Frank Hill's Legacy Still Strong
Dec 05 | Men's Basketball
By Tom Luicci
ScarletKnights.com
PISCATAWAY, N.J. – It’s a scenario that’s inconceivable now. One head coach for two college basketball teams?
One head coach for two college basketball teams that also happen to play each other during the season?
As Rutgers and Seton Hall look to re-invigorate their nearly 100-year-old rivalry when they meet tomorrow at the Prudential Center in Newark, N.J., the schools can look back to one man for sowing the seeds of this basketball series.
Frank J. Hill’s name doesn’t resonate with the majority of fans from either school these days – a likely result of his final year as a head coach coming in the middle of World War 2.
But he’s No. 2 all-time in victories at Rutgers – and, at 28 years, the longest-tenured head coach in the program’s history – and he’s third on Seton Hall’s career win list.
From the 1915-16 season through the 1928-29 season he coached both schools.
And for four of those seasons – 1915-16, 1923-24, 1924-25 and 1928-29 – Rutgers and Seton Hall played while he was coaching both schools.
“The way the story goes is he would sit in the stands when the teams played each other when he was coaching both of them,” said Utah athletic director and three-year Rutgers basketball letterwinner Chris Hill, Frank Hill’s grandson. “They said he would always have something to yell about every play because even though there was something good happening there was also something bad happening.
“My grandfather was tough from what I understand. He treated both teams really tough during those games. But he did his coaching in those games from the stands. He didn’t huddle up with either team. That’s what my father tells me.”

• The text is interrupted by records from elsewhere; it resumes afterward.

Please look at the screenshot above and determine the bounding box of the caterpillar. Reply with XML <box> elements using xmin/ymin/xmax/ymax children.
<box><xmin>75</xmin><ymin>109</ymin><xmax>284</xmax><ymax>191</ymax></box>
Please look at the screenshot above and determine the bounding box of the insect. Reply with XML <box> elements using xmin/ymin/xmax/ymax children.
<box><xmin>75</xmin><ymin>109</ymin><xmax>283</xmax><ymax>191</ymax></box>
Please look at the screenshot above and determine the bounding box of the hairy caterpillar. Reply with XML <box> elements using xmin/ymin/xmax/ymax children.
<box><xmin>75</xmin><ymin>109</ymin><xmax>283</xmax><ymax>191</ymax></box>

Frank Hill passed away before Chris Hill was born, but the stories have been passed down through the generations. Chris Hill’s father, Maurice B. Hill, played on Frank Hill’s final Rutgers team during the 1942-43 season.
“I was always curious about how he got from one school to the other for practice – this was the 1920s, remember – and I was always told that he demanded his players be on time because he always was,” said Chris Hill, a co-captain on Rutgers’ 1971-72 team. “He’d drive from one school to the other, back and forth, for practice.”

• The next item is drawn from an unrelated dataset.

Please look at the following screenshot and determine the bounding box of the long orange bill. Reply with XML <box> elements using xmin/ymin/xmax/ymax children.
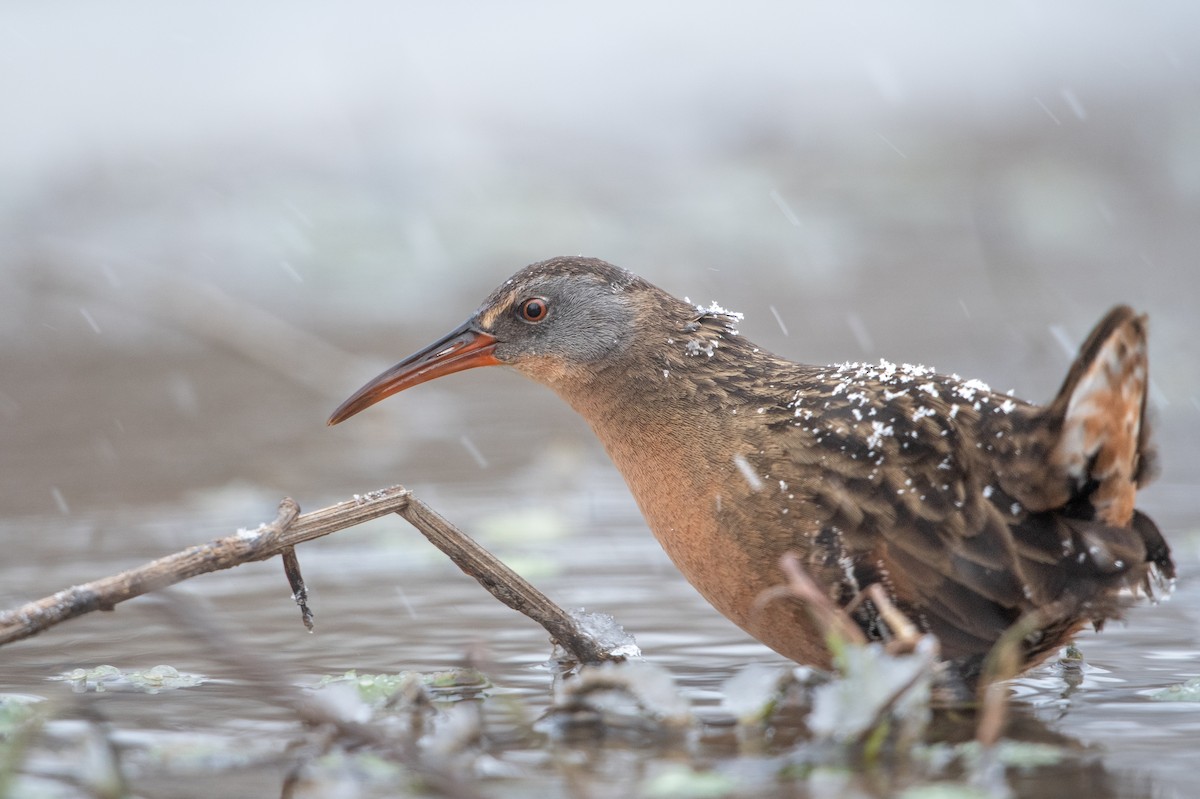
<box><xmin>328</xmin><ymin>322</ymin><xmax>500</xmax><ymax>425</ymax></box>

Frank Hill coached the Pirates from 1911-12 until 1928-29, posting 178 wins during his 17 seasons (there was no team during the 1918-19 season). Only Honey Russell and P.J. Carlesimo have more victories in Seton Hall history.
At Rutgers, he was the coach from 1915-16 to 1942-43.
There’s no record of Frank Hill actually arranging the first meeting between the schools in 1915-16, but he was coaching both at the time.
“To have a guy coaching two teams, and then having them play each other, you can’t even imagine that being possible now,” said Chris Hill. “I can’t imagine how much energy it took.”
In Rutgers basketball annals, only Tom Young (239 career victories with the Scarlet Knights) has more wins than Frank Hill’s 223. who remains the only person to coach both programs.
“If you lined up the great people in the history of Rutgers basketball and the impact they had on it, I can’t imagine my grandfather not being at the top of that list,” Chris Hill said. “He was also very influential in the early stages of Seton Hall basketball.
“Unfortunately when it’s that long ago people tend to forget.”